Introduction

In this post we’ll create a brand new MongoDB Atlas cluster and create a search index that uses a custome analyzer to strip html out from the collection field we are searching.

Problem

By default, Atlas search will generate a standard english text index that will tokenize pretty much every character it finds. This leads to higher disk usage, but more importantly causes search results to be polluted with html tags and attributes that you likely don’t want to be searching.

Solution

Atlas Search allows you to specify custom analyzers for the fields you are indexing. A Google search returned the htmlStrip character filter, but it took me a few minutes to understand how to use. With this filter enabled, all html tags get stripped from the index, reducing disk usage and improving search results.
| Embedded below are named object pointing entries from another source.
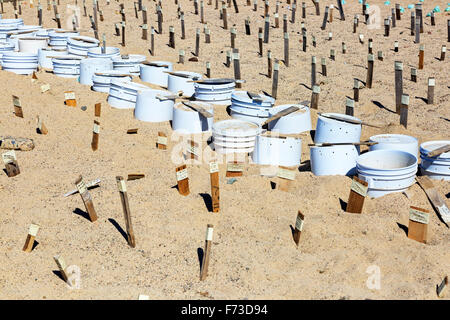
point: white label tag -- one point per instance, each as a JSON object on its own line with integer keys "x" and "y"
{"x": 286, "y": 174}
{"x": 182, "y": 174}
{"x": 209, "y": 232}
{"x": 32, "y": 231}
{"x": 9, "y": 156}
{"x": 213, "y": 167}
{"x": 419, "y": 216}
{"x": 359, "y": 188}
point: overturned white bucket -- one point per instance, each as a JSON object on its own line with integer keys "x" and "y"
{"x": 395, "y": 142}
{"x": 293, "y": 123}
{"x": 110, "y": 52}
{"x": 101, "y": 81}
{"x": 387, "y": 171}
{"x": 182, "y": 81}
{"x": 154, "y": 72}
{"x": 128, "y": 63}
{"x": 277, "y": 151}
{"x": 123, "y": 94}
{"x": 19, "y": 62}
{"x": 90, "y": 66}
{"x": 151, "y": 109}
{"x": 186, "y": 120}
{"x": 332, "y": 130}
{"x": 435, "y": 167}
{"x": 334, "y": 160}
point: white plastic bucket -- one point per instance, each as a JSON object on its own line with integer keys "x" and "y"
{"x": 176, "y": 83}
{"x": 387, "y": 171}
{"x": 395, "y": 142}
{"x": 334, "y": 160}
{"x": 277, "y": 151}
{"x": 151, "y": 109}
{"x": 189, "y": 121}
{"x": 90, "y": 66}
{"x": 331, "y": 130}
{"x": 155, "y": 74}
{"x": 294, "y": 123}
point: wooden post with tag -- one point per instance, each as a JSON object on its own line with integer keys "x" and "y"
{"x": 206, "y": 252}
{"x": 214, "y": 174}
{"x": 86, "y": 197}
{"x": 32, "y": 233}
{"x": 358, "y": 192}
{"x": 182, "y": 180}
{"x": 126, "y": 210}
{"x": 298, "y": 227}
{"x": 418, "y": 224}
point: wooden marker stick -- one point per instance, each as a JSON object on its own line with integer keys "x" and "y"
{"x": 86, "y": 197}
{"x": 126, "y": 210}
{"x": 418, "y": 224}
{"x": 182, "y": 180}
{"x": 29, "y": 242}
{"x": 298, "y": 227}
{"x": 11, "y": 165}
{"x": 206, "y": 252}
{"x": 404, "y": 110}
{"x": 358, "y": 192}
{"x": 214, "y": 174}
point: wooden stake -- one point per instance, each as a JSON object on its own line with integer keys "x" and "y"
{"x": 206, "y": 252}
{"x": 358, "y": 192}
{"x": 86, "y": 197}
{"x": 298, "y": 227}
{"x": 214, "y": 174}
{"x": 29, "y": 242}
{"x": 126, "y": 210}
{"x": 418, "y": 224}
{"x": 182, "y": 180}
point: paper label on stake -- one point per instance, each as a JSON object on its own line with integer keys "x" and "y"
{"x": 182, "y": 174}
{"x": 32, "y": 231}
{"x": 286, "y": 174}
{"x": 419, "y": 216}
{"x": 235, "y": 167}
{"x": 213, "y": 167}
{"x": 9, "y": 156}
{"x": 209, "y": 233}
{"x": 359, "y": 188}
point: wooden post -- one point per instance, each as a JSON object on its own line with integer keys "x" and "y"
{"x": 358, "y": 192}
{"x": 421, "y": 56}
{"x": 315, "y": 97}
{"x": 370, "y": 62}
{"x": 430, "y": 94}
{"x": 29, "y": 242}
{"x": 298, "y": 227}
{"x": 126, "y": 210}
{"x": 214, "y": 174}
{"x": 237, "y": 67}
{"x": 418, "y": 224}
{"x": 86, "y": 197}
{"x": 206, "y": 252}
{"x": 398, "y": 66}
{"x": 276, "y": 67}
{"x": 182, "y": 180}
{"x": 404, "y": 110}
{"x": 286, "y": 49}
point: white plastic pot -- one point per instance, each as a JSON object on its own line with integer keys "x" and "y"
{"x": 90, "y": 66}
{"x": 189, "y": 121}
{"x": 334, "y": 160}
{"x": 155, "y": 74}
{"x": 151, "y": 109}
{"x": 330, "y": 130}
{"x": 294, "y": 123}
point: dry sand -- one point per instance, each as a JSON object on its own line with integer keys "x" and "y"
{"x": 253, "y": 254}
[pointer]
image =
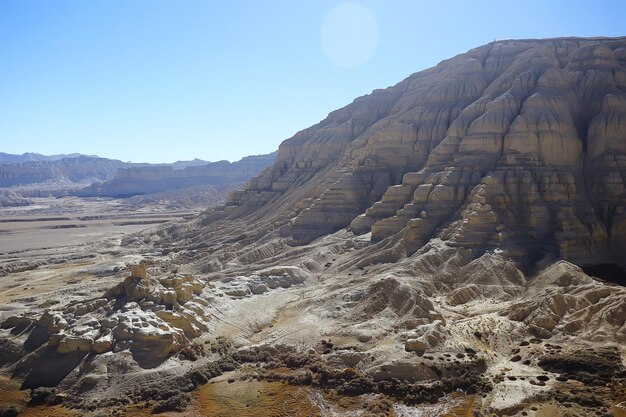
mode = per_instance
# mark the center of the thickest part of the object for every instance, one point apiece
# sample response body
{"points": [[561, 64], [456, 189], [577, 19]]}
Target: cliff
{"points": [[71, 169], [517, 145], [149, 179]]}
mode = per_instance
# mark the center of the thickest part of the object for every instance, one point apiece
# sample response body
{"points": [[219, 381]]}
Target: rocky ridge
{"points": [[420, 241], [515, 145]]}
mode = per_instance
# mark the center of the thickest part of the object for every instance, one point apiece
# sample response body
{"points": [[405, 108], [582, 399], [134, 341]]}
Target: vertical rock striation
{"points": [[518, 145]]}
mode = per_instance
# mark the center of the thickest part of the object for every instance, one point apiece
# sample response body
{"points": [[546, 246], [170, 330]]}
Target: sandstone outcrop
{"points": [[150, 179], [515, 145], [563, 300], [153, 317]]}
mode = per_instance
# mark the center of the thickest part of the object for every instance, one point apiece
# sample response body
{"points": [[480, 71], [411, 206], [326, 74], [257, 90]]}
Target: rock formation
{"points": [[150, 179], [462, 231], [515, 145]]}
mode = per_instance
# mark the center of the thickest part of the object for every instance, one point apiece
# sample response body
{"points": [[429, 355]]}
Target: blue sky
{"points": [[159, 81]]}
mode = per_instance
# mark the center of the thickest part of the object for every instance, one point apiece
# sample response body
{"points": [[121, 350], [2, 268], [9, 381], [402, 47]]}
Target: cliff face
{"points": [[516, 145], [153, 179], [72, 169]]}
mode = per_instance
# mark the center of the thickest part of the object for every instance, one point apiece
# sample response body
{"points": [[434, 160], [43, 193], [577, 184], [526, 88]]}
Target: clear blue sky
{"points": [[159, 81]]}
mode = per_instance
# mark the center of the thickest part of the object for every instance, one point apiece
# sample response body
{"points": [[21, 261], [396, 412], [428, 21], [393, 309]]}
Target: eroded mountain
{"points": [[419, 246]]}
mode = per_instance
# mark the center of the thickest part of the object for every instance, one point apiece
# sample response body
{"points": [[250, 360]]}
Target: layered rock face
{"points": [[152, 179], [71, 169], [152, 317], [516, 145]]}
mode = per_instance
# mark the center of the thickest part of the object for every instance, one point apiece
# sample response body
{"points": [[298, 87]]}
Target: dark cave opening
{"points": [[607, 272]]}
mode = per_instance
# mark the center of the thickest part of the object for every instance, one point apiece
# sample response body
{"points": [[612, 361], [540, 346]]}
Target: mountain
{"points": [[515, 145], [65, 170], [149, 179], [6, 158], [457, 238]]}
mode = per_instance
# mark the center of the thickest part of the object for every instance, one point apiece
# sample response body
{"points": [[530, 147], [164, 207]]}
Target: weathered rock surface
{"points": [[150, 179], [151, 317], [515, 145]]}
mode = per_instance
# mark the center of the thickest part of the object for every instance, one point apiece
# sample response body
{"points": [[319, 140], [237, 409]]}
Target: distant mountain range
{"points": [[7, 158], [85, 175]]}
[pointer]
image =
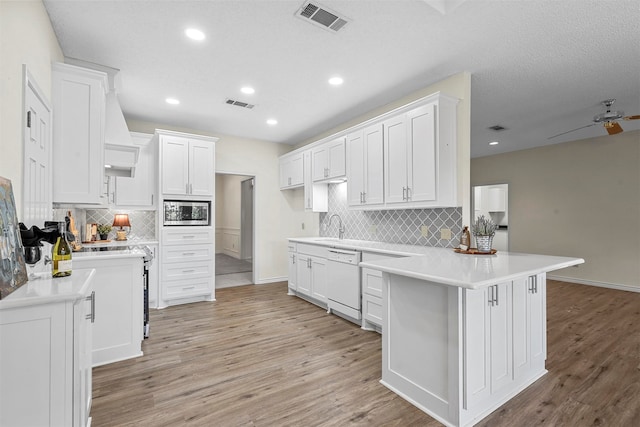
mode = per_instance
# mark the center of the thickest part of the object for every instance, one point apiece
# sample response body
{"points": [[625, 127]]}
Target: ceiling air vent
{"points": [[321, 16], [239, 103]]}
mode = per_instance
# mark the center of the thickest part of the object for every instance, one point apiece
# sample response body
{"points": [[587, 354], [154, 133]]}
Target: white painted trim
{"points": [[628, 288], [271, 280]]}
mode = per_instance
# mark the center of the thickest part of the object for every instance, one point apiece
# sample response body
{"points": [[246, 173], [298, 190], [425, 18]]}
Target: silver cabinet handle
{"points": [[92, 316]]}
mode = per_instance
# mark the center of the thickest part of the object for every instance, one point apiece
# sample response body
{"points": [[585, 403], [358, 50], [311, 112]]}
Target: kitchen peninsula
{"points": [[461, 334]]}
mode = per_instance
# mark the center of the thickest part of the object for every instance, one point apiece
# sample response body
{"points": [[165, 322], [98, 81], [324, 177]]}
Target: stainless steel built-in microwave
{"points": [[186, 212]]}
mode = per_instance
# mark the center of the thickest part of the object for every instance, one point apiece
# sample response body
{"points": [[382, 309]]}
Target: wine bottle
{"points": [[61, 254]]}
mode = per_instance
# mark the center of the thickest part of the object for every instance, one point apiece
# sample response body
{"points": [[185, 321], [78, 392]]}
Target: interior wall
{"points": [[278, 214], [580, 199], [26, 37]]}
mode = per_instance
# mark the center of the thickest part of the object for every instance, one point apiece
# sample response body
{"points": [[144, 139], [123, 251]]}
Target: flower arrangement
{"points": [[484, 227], [104, 229]]}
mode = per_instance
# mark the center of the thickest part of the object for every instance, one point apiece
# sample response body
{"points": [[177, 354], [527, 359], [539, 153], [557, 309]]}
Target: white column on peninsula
{"points": [[463, 334]]}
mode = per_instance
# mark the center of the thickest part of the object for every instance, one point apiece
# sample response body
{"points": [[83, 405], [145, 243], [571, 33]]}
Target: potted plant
{"points": [[104, 230], [483, 230]]}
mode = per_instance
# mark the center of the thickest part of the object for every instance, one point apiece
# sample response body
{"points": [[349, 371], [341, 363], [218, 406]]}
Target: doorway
{"points": [[234, 230], [492, 201]]}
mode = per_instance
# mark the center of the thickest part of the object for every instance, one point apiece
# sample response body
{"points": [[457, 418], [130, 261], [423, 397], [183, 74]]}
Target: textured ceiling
{"points": [[538, 67]]}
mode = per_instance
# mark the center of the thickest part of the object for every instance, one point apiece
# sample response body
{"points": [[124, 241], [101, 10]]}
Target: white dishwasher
{"points": [[343, 282]]}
Creating a Cluster From Scrach

Create Project

image

Create a database

image

Select Free Shared Instance

image

image

image

Add Data

image

Create Dummy Collection For Testing

image

Create Search Index

image

JSON Editor

The visual editor does not allow adding custom analyzers from the visual editor, so we’ll need to use the JSON editor.

image

Paste the Following JSON

The analyzers array defines a new analyzer that can be used by the index. We then specificly attach that analyzer to the body field (This ensures that other fields that don’t need this analyzer continue using the default).

{
  "mappings": {
    "dynamic": false,
    "fields": {
      "body": {
        "analyzer": "htmlStrippingAnalyzer",
        "searchAnalyzer": "htmlStrippingAnalyzer",
        "type": "string"
      }
    }
  },
  "analyzers": [
    {
      "charFilters": [
        {
          "type": "htmlStrip"
        }
      ],
      "name": "htmlStrippingAnalyzer",
      "tokenFilters": [],
      "tokenizer": {
        "type": "standard"
      }
    }
  ]
}

image

image

image

Run Some Tests

Now that you’ve successfully created the index with the htmlStrip analyzer, create some sample documents and confirm it behaves as expected.

Insert a Test Document

{
  "body": "<body><a href='https://devtails.xyz'>this</a> should exclude html</body>"
}

image

Run a Test Query

Try searching for “body” and notice that it doesn’t show up in the results.

image

Now search for something that is part of the text like “html” and confirm that Atlas Search returns the document.

image

Conclusion

In this post we’ve covered adding a custom analyzer to an Atlas Search index to filter out html characters. The documentation can be a bit difficult to parse at times, but once found Atlas Search generally supports what you probably want.